Jenkins, who grew up in Florida and studied advertising at UF/Gainesville before settling into New York, says he worked a lot on American Express and Miller Lite at Ogilvy, and had an eye for comedy from the beginning -- and an eye for directing not long after. But he didn't make an effort to direct anything at Ogilvy, and he scoffs at spec. "I wanted to do smaller, more offbeat things and I never wanted spec on my reel. The only limitation to spec is the lack of money, and that's not a real limitation. I don't think it can be taken seriously when you're not charged with selling a real product." So Jenkins got himself charged with just that, via his nicebigbrain side gig, and things just started to happen. "I never bugged any clients to direct," he says.
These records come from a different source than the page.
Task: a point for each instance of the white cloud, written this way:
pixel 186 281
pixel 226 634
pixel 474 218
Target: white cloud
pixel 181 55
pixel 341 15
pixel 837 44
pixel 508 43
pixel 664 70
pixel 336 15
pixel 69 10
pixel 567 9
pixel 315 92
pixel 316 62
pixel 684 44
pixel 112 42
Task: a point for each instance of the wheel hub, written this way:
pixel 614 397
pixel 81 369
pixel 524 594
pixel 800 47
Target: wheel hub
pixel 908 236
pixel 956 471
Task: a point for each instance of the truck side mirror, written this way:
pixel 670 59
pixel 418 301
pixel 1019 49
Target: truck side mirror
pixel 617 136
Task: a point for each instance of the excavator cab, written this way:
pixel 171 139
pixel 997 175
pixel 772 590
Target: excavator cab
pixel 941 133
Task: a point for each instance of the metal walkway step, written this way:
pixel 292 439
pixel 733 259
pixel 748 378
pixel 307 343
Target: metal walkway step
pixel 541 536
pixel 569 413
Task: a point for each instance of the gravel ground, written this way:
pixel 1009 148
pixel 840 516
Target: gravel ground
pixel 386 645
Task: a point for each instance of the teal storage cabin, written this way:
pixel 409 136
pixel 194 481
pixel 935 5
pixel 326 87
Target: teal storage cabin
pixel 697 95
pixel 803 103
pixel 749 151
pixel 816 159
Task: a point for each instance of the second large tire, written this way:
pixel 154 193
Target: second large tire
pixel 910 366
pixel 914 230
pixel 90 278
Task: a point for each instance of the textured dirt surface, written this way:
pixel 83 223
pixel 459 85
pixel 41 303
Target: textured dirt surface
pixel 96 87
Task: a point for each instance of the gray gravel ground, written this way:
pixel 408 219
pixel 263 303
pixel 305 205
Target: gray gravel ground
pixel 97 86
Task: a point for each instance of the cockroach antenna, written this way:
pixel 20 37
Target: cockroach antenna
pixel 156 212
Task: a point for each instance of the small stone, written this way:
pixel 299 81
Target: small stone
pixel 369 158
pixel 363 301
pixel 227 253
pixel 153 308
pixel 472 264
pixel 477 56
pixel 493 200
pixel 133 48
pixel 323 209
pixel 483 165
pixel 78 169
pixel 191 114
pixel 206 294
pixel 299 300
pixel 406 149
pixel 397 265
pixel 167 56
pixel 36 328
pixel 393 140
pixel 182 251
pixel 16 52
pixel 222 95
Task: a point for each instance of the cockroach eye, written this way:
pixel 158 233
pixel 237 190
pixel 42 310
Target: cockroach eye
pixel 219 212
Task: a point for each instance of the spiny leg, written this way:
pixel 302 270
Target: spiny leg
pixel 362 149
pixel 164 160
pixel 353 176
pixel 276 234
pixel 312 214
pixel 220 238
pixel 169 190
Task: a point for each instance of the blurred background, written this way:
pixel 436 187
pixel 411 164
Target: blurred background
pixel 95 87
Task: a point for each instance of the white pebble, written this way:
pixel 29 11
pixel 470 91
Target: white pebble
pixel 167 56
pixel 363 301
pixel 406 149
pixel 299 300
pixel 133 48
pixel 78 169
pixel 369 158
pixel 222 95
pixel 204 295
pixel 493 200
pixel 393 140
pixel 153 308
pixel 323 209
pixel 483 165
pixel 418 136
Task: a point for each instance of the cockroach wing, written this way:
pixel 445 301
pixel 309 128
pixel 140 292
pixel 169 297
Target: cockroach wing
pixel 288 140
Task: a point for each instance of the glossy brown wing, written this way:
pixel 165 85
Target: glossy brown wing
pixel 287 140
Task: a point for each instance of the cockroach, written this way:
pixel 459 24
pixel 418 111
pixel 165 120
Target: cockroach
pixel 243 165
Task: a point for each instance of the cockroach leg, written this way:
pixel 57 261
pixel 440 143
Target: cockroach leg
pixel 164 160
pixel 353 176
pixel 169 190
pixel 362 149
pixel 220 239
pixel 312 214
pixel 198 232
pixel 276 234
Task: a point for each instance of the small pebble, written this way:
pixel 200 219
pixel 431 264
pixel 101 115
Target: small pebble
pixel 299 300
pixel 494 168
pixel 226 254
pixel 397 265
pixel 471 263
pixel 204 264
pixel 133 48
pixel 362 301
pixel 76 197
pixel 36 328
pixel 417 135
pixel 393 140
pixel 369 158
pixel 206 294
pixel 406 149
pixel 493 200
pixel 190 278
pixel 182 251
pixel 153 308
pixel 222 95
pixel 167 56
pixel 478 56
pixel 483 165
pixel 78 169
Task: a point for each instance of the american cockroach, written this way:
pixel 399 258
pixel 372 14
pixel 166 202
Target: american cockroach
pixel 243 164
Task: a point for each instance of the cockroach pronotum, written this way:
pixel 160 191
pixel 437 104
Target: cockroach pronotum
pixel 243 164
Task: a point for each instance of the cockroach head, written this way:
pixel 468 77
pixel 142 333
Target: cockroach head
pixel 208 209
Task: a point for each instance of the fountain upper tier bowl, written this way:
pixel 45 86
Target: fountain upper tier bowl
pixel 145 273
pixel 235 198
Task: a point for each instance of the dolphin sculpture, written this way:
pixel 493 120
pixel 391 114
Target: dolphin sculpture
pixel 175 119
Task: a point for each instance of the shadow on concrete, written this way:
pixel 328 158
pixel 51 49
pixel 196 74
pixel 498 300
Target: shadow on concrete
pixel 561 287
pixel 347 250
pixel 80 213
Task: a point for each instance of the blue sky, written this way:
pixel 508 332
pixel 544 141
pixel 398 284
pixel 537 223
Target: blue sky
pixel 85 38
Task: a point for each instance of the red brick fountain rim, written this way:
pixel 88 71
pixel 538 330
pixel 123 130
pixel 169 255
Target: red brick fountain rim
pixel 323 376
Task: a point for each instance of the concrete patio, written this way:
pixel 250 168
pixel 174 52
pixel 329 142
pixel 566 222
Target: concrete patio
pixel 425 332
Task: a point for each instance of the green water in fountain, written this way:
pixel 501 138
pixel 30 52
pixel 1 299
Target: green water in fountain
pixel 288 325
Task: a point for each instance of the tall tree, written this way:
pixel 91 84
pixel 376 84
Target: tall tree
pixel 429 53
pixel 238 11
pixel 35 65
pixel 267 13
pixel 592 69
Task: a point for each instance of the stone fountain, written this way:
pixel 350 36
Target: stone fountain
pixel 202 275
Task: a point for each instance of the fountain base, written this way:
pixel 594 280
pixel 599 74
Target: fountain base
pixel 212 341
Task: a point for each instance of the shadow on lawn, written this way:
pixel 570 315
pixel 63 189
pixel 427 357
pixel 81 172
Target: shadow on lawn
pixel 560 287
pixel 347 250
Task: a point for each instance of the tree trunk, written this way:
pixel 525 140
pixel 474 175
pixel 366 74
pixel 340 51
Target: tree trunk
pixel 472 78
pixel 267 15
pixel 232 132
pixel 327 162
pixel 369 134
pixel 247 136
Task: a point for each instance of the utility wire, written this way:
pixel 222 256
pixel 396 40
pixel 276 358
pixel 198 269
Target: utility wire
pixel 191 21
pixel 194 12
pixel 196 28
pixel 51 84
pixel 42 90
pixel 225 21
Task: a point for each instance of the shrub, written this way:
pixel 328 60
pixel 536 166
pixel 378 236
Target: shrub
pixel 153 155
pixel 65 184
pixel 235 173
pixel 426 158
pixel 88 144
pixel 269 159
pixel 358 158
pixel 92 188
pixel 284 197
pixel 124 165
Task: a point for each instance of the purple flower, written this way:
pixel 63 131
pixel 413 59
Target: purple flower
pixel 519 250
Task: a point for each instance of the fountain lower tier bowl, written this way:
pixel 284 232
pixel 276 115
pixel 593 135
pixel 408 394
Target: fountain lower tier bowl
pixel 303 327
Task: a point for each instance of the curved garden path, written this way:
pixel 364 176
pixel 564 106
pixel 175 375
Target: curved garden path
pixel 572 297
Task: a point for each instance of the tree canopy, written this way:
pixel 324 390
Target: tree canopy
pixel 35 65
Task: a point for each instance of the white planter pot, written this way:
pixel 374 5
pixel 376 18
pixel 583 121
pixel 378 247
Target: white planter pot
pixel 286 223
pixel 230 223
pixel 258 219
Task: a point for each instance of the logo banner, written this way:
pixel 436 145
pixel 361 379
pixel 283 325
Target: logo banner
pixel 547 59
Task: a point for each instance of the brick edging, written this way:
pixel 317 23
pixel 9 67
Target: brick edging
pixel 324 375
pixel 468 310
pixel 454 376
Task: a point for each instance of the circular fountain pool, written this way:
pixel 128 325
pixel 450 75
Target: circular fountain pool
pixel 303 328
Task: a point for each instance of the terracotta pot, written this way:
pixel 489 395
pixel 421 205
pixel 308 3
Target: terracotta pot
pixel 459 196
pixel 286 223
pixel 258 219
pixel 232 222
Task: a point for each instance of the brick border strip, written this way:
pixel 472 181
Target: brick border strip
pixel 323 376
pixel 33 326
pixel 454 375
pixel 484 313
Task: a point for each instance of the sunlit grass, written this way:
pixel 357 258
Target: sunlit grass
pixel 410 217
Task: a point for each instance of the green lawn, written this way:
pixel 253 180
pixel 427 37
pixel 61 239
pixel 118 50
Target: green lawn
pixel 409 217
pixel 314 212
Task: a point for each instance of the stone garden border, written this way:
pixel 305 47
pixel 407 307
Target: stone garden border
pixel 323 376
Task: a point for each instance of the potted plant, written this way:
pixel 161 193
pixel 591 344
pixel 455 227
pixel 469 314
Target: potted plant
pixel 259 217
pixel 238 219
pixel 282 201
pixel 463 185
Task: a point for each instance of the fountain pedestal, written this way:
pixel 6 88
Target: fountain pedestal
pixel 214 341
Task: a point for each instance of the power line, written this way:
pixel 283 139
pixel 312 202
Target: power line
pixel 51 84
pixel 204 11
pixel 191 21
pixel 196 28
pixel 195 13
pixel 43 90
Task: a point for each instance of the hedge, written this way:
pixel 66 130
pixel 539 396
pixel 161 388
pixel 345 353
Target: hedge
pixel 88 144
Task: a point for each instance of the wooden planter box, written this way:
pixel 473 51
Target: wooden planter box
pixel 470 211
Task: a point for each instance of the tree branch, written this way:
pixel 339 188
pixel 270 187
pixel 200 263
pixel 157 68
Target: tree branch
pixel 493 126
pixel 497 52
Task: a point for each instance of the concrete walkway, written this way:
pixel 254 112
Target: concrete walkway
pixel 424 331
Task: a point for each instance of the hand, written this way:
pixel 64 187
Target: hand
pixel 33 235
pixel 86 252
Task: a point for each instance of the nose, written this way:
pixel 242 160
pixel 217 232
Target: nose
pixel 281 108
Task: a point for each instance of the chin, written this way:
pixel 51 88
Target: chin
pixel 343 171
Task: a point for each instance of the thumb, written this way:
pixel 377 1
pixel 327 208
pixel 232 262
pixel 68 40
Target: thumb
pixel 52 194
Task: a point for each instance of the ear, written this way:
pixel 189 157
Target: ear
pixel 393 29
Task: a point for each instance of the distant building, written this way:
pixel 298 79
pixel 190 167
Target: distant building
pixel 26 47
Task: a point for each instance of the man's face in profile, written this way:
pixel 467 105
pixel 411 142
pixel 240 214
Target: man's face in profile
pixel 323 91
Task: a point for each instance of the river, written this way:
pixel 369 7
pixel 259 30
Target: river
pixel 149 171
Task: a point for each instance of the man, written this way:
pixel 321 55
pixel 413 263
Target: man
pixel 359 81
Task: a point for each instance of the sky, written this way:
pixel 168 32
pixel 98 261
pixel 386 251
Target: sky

Nor did he consider jumping to a production company as a sort of work in progress. "I didn't want to be beholden to a company that had financed my reel." So he paid attention on shoots and bided his time. "Ogilvy was a great training ground," he recalls. "I could learn about production there and still lay low and do other things." Among his extracurricular activities, he had a TV show optioned, he wrote screenplays and he tried syndicating a comic strip. Can he draw? "Sort of." To top it off, he took six months off to teach American history at a high school in Ohio. "I was tired of advertising, I just needed a break. Somebody called, I knew something about the subject, I went and did it. I'm not saying I was good at it, I'm just saying I did it."
By the time 2000 rolled along, "I was working freelance for the Discovery Channel and I was asked to direct something I'd written," says Jenkins. "They weren't asking me in order to save money, the budget wasn't exactly small. I like to think they asked me because they thought I could do a good job." That led to Animal Planet, and the rest is history ?- much better than the kind he taught. He left Ogilvy that same year, joined Hungry Man in 2001 and has been racking up a wide range of comedy spots with little shops like New Orleans' Trumpet Advertising, where he shot a wryly funny campaign for an insurance company called The Oath. He's also got viciously black comedy for Companion Animal Placement and a micro shop called Suburban, in which a dog waits lovingly for his master, who's a hitman in the process of burying a corpse.
So now that he's at Hungry Man, an entertainment hothouse, are features looming? "I don't know. Who can predict what will happen in Hollywood? I do have some offbeat script ideas. I'm not exactly interested in shooting Patch Adams 2 -- unless Pauly Shore's attached to it, of course."
Is he looking for work outside the comedy realm? "If a great board came in, yeah. But, you know . . ." Well, if you have to be in a pigeonhole, this is surely the best one, right? "I don't even consider it to be a pigeonhole, it's too big. It's a much bigger hole than that."